I knock my head back in laughter.

‘It was a posh club. That job paid off our loans. But what we had was just a meeting of minds of two people who got along and had a laugh. We flirted for weeks then eventually got together and had some fun.’

He shifts his eyes around, trying to lighten the mood. He picks up on the old disco tune in the background and circles his shoulders around. OK, he has some moves. I join in tentatively with this table dance as he uses his hand to beckon me to get more involved. I can sense why there may have been an attraction there, he’s charming, cheeky. Old Lucy would have danced and got drunk with that man, for sure. You can picture it. The dancing would not have been subtle but oh my days, the joy, the laughter.

‘I was there when you had your first tattoo done. You screamed at me the whole way through and called me a load of swear words then went back and got your next one two weeks later…’ he recalls. ‘And after that, we just hung out. I liked that you didn’t want to label what he had, we were young and just working things out, but, for ages, you were a ride or die. I adored you. Scrap that, I adore you.’

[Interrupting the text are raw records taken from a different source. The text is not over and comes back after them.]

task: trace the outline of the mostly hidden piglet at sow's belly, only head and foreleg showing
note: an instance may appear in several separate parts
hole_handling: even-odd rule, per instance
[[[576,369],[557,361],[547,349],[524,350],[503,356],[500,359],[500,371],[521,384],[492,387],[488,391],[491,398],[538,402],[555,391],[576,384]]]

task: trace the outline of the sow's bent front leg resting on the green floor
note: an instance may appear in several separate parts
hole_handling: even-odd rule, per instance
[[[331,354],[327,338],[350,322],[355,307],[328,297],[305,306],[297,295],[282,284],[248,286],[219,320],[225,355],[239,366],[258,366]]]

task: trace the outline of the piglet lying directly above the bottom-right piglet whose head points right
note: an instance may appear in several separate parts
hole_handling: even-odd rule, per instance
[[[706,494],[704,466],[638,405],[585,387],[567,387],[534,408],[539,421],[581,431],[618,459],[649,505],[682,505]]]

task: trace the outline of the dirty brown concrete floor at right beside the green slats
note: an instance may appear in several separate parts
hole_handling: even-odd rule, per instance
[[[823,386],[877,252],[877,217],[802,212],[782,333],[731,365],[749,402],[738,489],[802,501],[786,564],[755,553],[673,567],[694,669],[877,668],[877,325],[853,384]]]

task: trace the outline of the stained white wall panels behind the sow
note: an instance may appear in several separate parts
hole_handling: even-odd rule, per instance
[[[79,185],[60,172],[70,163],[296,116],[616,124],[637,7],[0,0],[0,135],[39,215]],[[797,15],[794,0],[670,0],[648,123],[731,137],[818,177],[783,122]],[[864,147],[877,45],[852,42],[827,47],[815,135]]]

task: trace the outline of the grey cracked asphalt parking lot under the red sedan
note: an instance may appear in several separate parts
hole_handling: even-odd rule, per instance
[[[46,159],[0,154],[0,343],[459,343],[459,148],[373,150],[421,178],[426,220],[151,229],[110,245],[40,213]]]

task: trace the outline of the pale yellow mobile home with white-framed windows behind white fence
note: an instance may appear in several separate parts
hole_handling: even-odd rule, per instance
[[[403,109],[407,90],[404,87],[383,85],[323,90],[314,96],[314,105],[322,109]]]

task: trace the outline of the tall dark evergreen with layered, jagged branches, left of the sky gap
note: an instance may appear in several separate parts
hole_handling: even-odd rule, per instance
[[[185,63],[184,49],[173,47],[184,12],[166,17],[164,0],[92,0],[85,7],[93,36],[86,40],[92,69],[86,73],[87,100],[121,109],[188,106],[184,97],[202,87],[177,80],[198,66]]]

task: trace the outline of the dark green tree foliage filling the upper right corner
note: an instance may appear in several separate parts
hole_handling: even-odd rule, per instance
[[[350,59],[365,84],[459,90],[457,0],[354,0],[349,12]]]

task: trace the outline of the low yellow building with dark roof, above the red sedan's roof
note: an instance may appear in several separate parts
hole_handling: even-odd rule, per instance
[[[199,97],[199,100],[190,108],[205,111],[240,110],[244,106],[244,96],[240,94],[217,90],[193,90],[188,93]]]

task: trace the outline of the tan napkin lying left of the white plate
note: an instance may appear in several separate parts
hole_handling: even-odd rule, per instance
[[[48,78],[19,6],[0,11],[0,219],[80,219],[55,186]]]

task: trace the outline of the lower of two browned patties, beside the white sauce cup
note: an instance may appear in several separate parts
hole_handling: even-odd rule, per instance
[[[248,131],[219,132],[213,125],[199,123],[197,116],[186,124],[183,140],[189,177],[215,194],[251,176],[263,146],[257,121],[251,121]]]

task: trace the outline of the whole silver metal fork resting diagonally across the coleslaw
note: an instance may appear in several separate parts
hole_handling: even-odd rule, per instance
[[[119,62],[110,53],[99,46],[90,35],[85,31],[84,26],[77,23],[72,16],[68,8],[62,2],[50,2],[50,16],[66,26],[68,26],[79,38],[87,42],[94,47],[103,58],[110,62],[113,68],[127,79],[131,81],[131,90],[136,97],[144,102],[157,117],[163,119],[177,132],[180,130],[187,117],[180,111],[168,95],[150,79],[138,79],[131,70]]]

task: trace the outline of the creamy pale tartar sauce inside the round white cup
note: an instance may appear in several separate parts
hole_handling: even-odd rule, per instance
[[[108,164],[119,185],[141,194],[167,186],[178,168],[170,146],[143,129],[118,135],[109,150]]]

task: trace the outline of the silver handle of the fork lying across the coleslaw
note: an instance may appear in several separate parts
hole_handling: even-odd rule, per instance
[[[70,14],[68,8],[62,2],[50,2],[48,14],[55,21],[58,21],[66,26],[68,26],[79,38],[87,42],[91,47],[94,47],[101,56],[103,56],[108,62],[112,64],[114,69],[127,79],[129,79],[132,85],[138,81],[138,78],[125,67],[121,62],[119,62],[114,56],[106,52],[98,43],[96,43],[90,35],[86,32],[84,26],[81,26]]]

‘A ride or die is a good thing?’

‘It is. Someone you would show up for, whatever. I met your family after we did a Christmas club gig. For that one, I had to dress up as an elf… don’t judge, I’m ashamed I went there myself but the money was off the scale… You were sexy Mrs Claus. We did the Eve shift which meant we got, like, triple pay but it saw us end work at four a.m. so we crawled to your mum and dad’s for lunch…’

‘My mum likes you…’

‘I’m good with mums. I beat her at Scrabble that night, which apparently never happens but that’s because I kept topping up her sherry glass. She was wasted by the end. Your dad and Danny had to carry her upstairs… they dropped her and that’s why the light fitting at the bottom of your stairs doesn’t work any more…’

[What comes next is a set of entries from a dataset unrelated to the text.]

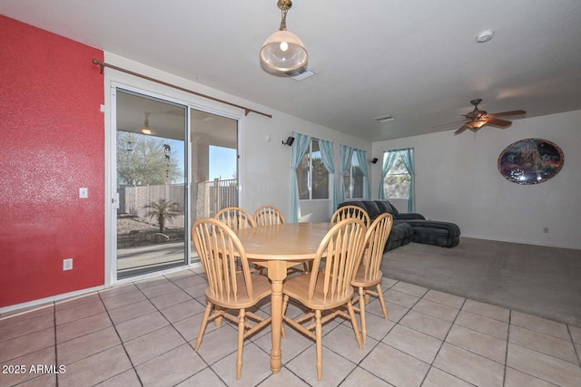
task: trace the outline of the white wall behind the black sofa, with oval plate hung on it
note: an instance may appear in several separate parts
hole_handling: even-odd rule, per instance
[[[476,136],[444,131],[373,143],[383,151],[415,149],[416,210],[426,218],[457,223],[462,236],[581,249],[581,111],[514,121],[506,130],[484,127]],[[498,156],[517,140],[540,138],[564,153],[563,169],[535,185],[503,178]],[[373,166],[378,198],[381,162]],[[543,228],[548,227],[548,234]]]

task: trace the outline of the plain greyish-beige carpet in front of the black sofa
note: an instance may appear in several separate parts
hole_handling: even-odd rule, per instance
[[[581,327],[581,250],[462,237],[385,253],[383,276]]]

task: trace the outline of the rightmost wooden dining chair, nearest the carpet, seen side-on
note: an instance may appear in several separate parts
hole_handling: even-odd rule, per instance
[[[363,336],[363,343],[367,343],[367,322],[365,319],[365,304],[369,303],[369,295],[375,295],[379,298],[379,304],[386,320],[388,319],[388,309],[385,306],[383,299],[383,290],[381,288],[381,280],[383,274],[381,273],[381,259],[383,258],[383,250],[385,244],[388,242],[389,233],[393,226],[393,217],[391,214],[384,213],[379,215],[371,226],[369,226],[365,234],[364,252],[361,257],[359,268],[356,271],[355,278],[351,285],[359,291],[359,307],[355,310],[359,312],[361,319],[361,335]],[[369,289],[375,286],[376,290]],[[353,299],[355,304],[356,298]]]

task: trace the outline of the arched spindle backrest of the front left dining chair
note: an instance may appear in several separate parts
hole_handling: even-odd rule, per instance
[[[225,303],[236,303],[238,292],[244,288],[252,297],[251,269],[246,252],[230,227],[213,218],[202,218],[193,225],[192,239],[208,276],[210,292],[215,298]],[[236,276],[240,266],[245,287],[238,283],[240,277]]]

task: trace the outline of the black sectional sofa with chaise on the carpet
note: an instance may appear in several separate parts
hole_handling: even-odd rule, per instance
[[[389,234],[385,251],[407,245],[409,242],[425,243],[440,247],[455,247],[460,243],[458,225],[439,220],[428,220],[417,213],[400,213],[389,200],[353,200],[341,203],[344,206],[358,206],[365,209],[373,221],[380,214],[388,212],[393,216],[393,227]]]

He speaks about all these people in my life so casually like he knows them all, like he’s invested in my life, and, for a moment, I feel guilty not to be able to return that friendship, unable to ask him about his life and family.

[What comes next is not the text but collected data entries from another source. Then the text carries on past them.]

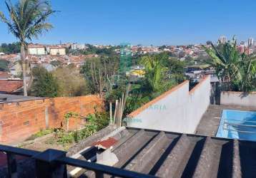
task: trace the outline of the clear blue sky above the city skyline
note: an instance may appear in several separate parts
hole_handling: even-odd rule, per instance
[[[12,0],[15,1],[15,0]],[[33,43],[185,45],[256,38],[255,0],[52,0],[54,28]],[[4,0],[0,11],[6,13]],[[0,43],[16,41],[0,23]]]

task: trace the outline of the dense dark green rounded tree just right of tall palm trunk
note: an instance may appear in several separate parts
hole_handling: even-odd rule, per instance
[[[31,86],[31,95],[53,98],[58,96],[59,85],[52,73],[43,67],[33,69],[34,82]]]

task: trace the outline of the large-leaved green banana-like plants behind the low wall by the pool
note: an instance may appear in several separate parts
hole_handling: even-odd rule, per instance
[[[255,88],[256,58],[240,54],[235,38],[225,44],[205,48],[211,58],[209,62],[216,70],[217,77],[227,84],[225,90],[248,92]]]

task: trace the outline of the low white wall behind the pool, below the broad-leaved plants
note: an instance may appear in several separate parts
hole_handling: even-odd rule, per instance
[[[256,93],[222,92],[220,96],[221,105],[240,105],[256,108]]]

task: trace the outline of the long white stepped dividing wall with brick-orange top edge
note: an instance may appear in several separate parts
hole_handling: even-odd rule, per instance
[[[210,77],[205,78],[191,92],[189,92],[189,82],[186,81],[151,103],[152,105],[144,110],[139,108],[132,112],[126,119],[127,126],[194,133],[202,115],[210,105]]]

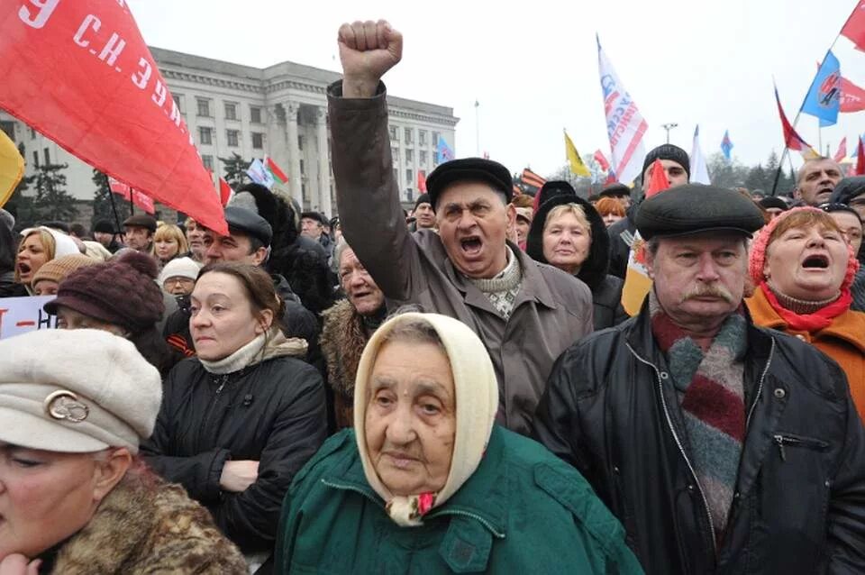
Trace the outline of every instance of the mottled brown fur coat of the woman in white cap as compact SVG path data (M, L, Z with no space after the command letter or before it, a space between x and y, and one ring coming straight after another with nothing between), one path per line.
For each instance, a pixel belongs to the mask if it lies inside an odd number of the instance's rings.
M245 574L246 562L184 488L135 470L59 548L57 575Z

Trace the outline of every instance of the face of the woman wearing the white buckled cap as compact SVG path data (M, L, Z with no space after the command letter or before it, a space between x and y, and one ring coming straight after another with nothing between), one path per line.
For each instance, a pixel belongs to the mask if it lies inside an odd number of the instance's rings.
M58 453L0 443L0 561L34 558L75 534L105 488L90 453Z

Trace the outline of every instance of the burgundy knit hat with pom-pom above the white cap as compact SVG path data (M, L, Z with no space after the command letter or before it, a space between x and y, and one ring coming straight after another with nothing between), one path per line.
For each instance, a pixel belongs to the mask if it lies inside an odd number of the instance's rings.
M159 322L165 313L162 291L154 281L156 261L137 251L105 263L76 269L60 282L57 297L45 311L57 315L58 306L133 333Z

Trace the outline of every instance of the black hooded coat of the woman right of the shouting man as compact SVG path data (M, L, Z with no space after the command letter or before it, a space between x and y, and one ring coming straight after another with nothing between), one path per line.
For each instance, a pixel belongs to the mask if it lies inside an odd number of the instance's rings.
M525 242L525 252L535 261L549 263L543 255L543 226L554 207L566 204L580 205L591 226L592 243L588 249L588 257L576 275L592 291L595 330L621 324L628 319L622 307L624 281L606 273L610 260L610 237L606 233L604 219L597 213L594 205L589 204L576 193L560 194L546 200L534 214L532 227Z

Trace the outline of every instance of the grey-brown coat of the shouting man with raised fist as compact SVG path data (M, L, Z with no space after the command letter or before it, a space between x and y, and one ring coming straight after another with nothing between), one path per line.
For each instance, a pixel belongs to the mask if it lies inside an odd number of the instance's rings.
M496 369L497 419L528 434L553 361L592 332L591 292L577 278L531 260L511 244L523 269L523 288L505 321L454 269L438 235L406 228L383 87L372 98L343 99L341 94L341 83L328 90L342 233L385 293L389 310L419 304L423 311L459 319L478 334Z

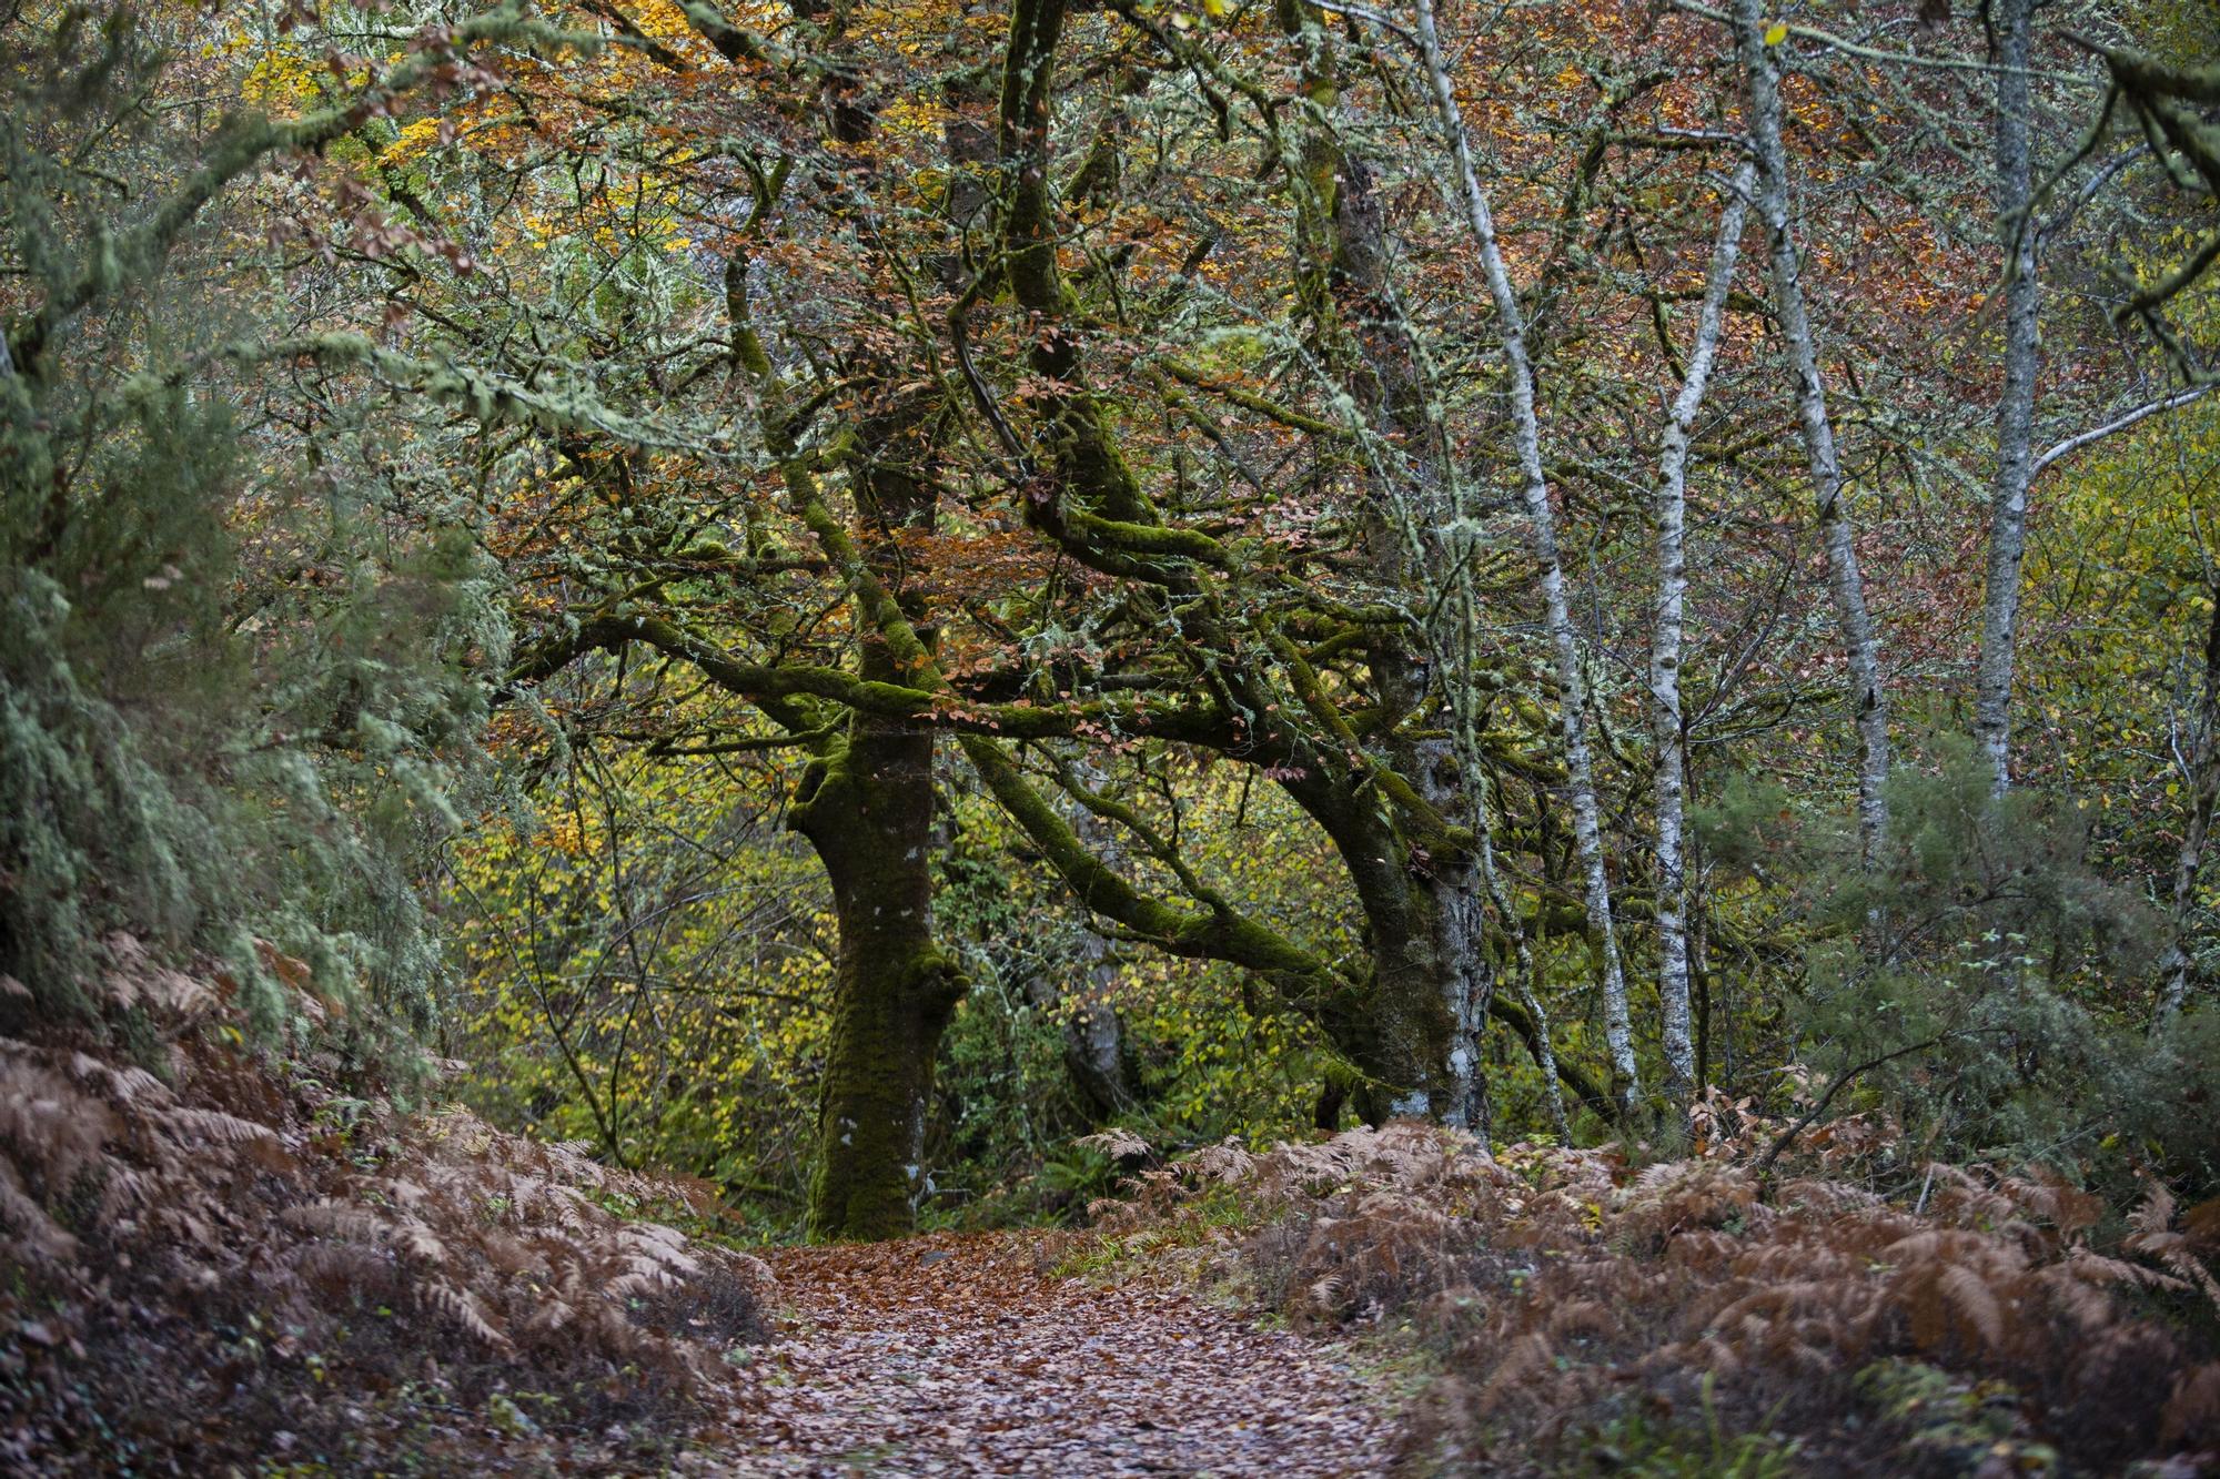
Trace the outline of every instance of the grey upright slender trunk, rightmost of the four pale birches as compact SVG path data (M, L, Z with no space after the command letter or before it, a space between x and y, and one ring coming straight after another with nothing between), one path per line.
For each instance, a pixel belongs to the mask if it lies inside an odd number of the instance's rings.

‘And so Rome? What’s the deal?’

‘I studied Italian and philosophy at uni. I then went on to do my doctorate and now I live in Rome, I lecture, I drink a lot of very very good wine.’

‘Are you married? Kids?’

‘No. There are women but I continue to not put a label on things. Life is good, Luce.’

He reaches for his phone on the table and opens up some photos. ‘You visited me about a year ago for a weekend. We went to a gig and hung out.’ He clicks on a photo of me on a sun-drenched terrace, wearing a wide-brimmed hat with a pizza as big as the moon in front of me. All these pictures show me someone who is so perfectly happy, so relaxed and carefree. I just wish I could remember where it all came from. I wish I could remember why I didn’t want to stay with this lovely man here who’s obviously smart, sweet and who I clearly had some form of connection with.

‘And did we do the thing?’

‘Last year? The sex? I believe we did. Again, slightly offended that’s not etched into memory… we did it on a balcony, we gave the neighbours’ grandmother a nervous breakdown when she caught sight of us… I had to move.’